İşiniz yazı yazmak ise insanları normalinden fazla gözlemliyorsunuz? Kalabalık bir ortamda ses tonunu yükseltmiş telefonla konuşan bir beyefendinin sesi size kadar geliyor. “Ben elimden geleni yaptım! Ne biçim insanmış! Ona söyle...” Öfke ile kurulmuş cümleler ne kadar da incitici, yaralayıcı. Kim bilir konu ne, kim haklı kim haksız. Bunu bilmemiz mümkün değil elbette ama o anı gözlemlerken düşündüğüm şey ''İnsanın imtihanı yine insanla.''

Sonra tabiata bakıyorsunuz, ağaçlar, çiçekler kasım ayı ile birlikde nasılda değişip dönüşüyor. Son baharı kabul etmiş tekrar yeşereceği günü bekliyor, çiçekler bahar da renk renk tekrar açacak ama zerrelerine kadar bir teslimiyet! Tabiat insanın hizmetinde insanla hiç kavgası yok, son bahar turuncunun en coşkulu hali sanki yeşile bakarak huzur duyan kalp, şimdi turuncunun Rabbine şükrediyor. Niyeti şükretmek ise...

Sonra hayvanları seyre dalıyorsunuz hepsinin bir görevi var, hepsi insana hizmette adeta yarışıyor. Her şey öylesine muazzam, taze ki hiç inekden aldığınız süt bozulmuş olarak çıkıyor mu? Toprağa attığınız her şey hayat buluyor.

Pazardan yeşillik diye tek bir sınıf gibi adlandırdığınız yeşillikleri düşünün. Roka, tere, dereotu, nane, semiz otu, fesleğen, maydanoz, hepsinin tadı aroması ne kadar farklı hiçbiri birine benzemiyor. Hepsi ayrı bir ahenk ya reyhan kokusu, rengi... Tazeliğini çok uzun süre muhafaza edemiyorsunuz. Hassas olmanız lazım bu güzel bitkiye karşı. Tıpkı insan gibi o yüzden Nebi ''Hz. Hasan ile Hz. Hüseyin'i severken reyhanlarım'' diye seviyordu anlaşılan. Ne soğuğu ne sıcağı seven bu bitki insanın ruh halini mi temsil ediyor. Yaratılış hikayesi aynı olan, hemen hemen yaşamdan beklentisi aynı olan insan kardeşlerimize muamele ederken biraz hassas davranmak. Belki de toplumsal huzuru sağlayacak. Pazardan aldığımız reyhana bile daha itinalıyız. Hak etmiyor mu dünyayı, yaşamı, havayı, güneşi, paylaştığımız insana biraz daha insan insana bir ilişki kurmanın yolunu aramak. Bu kadar mı zor?
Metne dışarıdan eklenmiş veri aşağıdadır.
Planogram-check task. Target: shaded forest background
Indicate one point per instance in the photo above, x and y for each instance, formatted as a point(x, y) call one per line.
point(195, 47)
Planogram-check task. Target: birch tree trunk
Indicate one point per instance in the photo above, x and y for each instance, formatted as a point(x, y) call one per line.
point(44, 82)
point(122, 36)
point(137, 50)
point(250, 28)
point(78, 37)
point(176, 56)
Bakın arılar balmumunu nasıl yapıyor:

Peteklerin temel inşaat malzemesi bal mumudur. Arılar balmumunu, karınlarının altında yer alan 4 çift salgı bezinden salgılarlar. Salgıladıkları balmumlarını, salgı bezlerinin arasından bacakları yardımıyla alırlar. Arılar petek yaparken çok kalabalık olurlar, çünkü birbirlerine kenetlenerek balmumu için yeterli sıcaklığı sağlamaya çalışırlar. Yeterli sıcaklık sağlandığında balmumu salgılanır. Ürettikleri balmumu ile binlerce altıgen hücre üretir ve ürettikleri hücreleri birleştirerek petekleri oluştururlar. Petek hücrelerinin genişliğini ve kalınlığını da hassas algılayıcı tüyleri sayesinde ölçerler. Bu nedenle bu şekiller tamamen kusursuzdur. Arılar, ballarını bu kusursuz peteklerin içine bırakır.

Ekip çalışması ortaya koyuyorlar. Balmumu için kenetleniyorlar ilk adım güçlü olması lazım bunu biliyorlar. Sırt sırta veriyorlar. Yaşam dostluktan iyilikten yana. Tüm güzel anlarımız sanki eflatun. O güzel anları bozan tüm kötü sözler sanki gri.

Eflatun'un rengi ile temaşa ettiğimiz anlarımız grinin karamsarlığı ile bozulmasın hiçbir zaman.

Her yaşam bir renktir. Herkesin rengine saygı duyarak yola devam.